Charles West Bills $27.12 for hire of Billy Gunn across the year at $1.62½ per day. Gun repair, wagon work, farm ironwork.
Ezekiel Wimberly Blacksmithing — three days in March, gun repair, 8.5 days across September and December. $18.03 total. Receipt signed by proxy, J.A. Tucker.
Henry Williams Mechanic work — $25, June 28, 1853. Signed with his mark. The same Henry Williams who paints the house chrome green in December 1859 — two capacities, six years apart. 🚩
W.B. Terry & Co. Shoes and boots across three purchases — four pairs women's shoes $5.50 (May), two pairs men's boots $2.50 (October), one pair dress boots $7.00 (December).
M.F. Upham Women's millinery — two bonnets with boxes $19.50, three caps $3.00. Macon, December 1853.
G.E. Schloth Piano tuning — $5, June 1853. The rosewood piano purchased in 1849 for $260, still in active use. 🚩
S.B. Day Accordion $15 and instruction $5 (1852 account settled 1853). Compass repair $9.00.
Jefferson Tankersley for J.B. Wiley Toby Sofky toll bridge — $9.00, January 1853. Rate increased from $8.00 the prior year.
Georgia Citizen Publishing legal notice for Lee County land sale — $3.00. Annual subscription — $2.00.
John H. Powers Ordinary — recording and receiving returns and vouchers for 1851 ($8.40).
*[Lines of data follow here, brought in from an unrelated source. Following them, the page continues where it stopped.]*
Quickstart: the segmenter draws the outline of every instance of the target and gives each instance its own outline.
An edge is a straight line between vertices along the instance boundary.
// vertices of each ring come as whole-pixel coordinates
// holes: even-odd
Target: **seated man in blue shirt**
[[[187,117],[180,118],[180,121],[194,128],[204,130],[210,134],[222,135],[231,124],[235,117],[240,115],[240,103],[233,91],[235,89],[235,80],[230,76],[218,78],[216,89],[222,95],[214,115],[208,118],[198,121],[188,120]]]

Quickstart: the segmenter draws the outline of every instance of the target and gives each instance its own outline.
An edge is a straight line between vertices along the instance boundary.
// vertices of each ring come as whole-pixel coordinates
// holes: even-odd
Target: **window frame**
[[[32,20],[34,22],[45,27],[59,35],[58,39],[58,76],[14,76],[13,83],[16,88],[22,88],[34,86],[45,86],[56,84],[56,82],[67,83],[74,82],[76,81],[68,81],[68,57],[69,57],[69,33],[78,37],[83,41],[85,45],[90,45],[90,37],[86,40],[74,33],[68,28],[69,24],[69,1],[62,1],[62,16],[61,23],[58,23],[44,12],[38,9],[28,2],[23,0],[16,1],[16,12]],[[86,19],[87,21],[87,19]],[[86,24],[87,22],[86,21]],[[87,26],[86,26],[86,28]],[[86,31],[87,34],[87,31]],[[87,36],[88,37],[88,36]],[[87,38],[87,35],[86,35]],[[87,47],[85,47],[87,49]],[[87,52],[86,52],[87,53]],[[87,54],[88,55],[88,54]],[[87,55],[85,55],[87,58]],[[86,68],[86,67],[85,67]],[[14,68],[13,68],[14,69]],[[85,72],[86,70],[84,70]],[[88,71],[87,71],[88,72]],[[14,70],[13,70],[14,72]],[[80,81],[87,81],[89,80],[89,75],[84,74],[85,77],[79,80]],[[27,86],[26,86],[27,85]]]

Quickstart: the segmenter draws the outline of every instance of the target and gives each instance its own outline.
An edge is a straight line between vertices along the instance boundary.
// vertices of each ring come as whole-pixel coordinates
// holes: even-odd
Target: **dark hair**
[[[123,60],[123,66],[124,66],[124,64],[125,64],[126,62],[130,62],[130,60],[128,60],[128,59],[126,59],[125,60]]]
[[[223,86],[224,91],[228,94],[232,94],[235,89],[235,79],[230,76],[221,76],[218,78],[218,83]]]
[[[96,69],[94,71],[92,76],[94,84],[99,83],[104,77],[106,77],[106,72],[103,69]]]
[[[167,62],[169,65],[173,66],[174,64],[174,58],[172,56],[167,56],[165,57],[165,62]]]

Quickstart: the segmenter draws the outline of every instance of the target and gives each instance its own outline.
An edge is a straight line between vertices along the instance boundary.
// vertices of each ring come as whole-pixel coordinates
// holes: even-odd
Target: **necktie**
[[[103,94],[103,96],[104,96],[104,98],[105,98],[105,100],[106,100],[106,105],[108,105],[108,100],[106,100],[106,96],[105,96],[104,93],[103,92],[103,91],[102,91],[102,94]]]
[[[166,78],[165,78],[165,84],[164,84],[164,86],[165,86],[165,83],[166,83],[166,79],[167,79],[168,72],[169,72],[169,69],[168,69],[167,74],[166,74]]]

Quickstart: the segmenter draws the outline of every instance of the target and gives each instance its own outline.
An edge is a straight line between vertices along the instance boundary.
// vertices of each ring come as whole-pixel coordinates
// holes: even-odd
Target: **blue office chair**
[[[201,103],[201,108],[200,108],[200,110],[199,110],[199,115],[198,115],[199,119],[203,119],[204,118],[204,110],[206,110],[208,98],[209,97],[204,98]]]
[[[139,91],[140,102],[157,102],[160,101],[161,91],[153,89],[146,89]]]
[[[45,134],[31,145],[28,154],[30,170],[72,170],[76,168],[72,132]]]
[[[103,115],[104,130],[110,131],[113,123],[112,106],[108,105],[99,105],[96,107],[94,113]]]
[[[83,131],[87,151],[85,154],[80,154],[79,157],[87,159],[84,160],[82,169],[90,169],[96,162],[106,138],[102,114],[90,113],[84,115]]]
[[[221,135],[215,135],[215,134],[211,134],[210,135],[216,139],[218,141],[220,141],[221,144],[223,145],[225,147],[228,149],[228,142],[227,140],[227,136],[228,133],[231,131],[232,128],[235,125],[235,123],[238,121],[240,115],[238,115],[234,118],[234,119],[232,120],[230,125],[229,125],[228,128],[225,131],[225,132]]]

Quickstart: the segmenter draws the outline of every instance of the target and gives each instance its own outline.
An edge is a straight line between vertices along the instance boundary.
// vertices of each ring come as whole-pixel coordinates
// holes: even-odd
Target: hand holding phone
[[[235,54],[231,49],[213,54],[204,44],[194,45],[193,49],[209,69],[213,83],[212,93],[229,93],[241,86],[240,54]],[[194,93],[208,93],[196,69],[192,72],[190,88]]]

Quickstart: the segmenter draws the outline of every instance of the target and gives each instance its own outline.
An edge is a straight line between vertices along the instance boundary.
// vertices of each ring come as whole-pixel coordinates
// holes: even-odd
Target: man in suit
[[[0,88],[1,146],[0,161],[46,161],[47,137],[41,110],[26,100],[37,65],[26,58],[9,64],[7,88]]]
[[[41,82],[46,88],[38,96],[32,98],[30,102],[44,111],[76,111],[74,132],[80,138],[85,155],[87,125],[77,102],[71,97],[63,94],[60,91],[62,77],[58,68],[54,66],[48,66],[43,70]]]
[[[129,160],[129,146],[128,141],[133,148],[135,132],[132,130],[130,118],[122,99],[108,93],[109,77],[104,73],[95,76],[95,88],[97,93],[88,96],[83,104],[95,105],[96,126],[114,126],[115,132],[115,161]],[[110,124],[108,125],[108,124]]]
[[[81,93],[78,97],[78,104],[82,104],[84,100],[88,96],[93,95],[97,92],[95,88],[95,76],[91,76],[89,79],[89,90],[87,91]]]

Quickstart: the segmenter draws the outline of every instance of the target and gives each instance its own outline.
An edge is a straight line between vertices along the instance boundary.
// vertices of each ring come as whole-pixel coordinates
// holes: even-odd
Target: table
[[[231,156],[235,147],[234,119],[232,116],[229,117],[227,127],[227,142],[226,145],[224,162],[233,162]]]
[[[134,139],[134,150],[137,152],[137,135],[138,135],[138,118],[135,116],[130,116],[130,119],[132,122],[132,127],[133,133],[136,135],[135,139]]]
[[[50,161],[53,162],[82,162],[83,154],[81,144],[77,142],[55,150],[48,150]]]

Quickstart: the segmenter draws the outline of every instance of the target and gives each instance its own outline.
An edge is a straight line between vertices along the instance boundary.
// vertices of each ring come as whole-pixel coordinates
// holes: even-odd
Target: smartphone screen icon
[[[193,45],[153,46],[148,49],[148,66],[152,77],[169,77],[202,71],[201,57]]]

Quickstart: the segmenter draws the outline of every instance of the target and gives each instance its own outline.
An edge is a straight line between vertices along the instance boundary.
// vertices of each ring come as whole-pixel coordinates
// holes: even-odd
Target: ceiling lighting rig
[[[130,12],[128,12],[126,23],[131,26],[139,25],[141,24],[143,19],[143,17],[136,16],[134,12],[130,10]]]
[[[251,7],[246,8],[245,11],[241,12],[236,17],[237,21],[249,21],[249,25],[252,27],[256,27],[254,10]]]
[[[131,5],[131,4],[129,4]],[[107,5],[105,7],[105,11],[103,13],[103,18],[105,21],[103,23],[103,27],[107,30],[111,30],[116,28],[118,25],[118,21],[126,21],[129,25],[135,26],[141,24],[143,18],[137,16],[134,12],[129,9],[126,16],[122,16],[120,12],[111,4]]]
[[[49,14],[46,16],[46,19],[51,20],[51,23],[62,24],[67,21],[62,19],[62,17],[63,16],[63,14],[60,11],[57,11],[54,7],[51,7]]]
Order for dismission and certificate — $2.25 total, November–December 1853, related to Hugh's closing of his portion of the estate.

Oct 1853 8⅜¢ / lb 12 bales — Patten & Collins
Dec 1853 9¢ / lb 8 bales — J.B. Ross & Co.

Two sales documented in 1853 — 20 bales total. Prices holding above 8¢ for the second consecutive year, the strongest sustained run in the early estate record.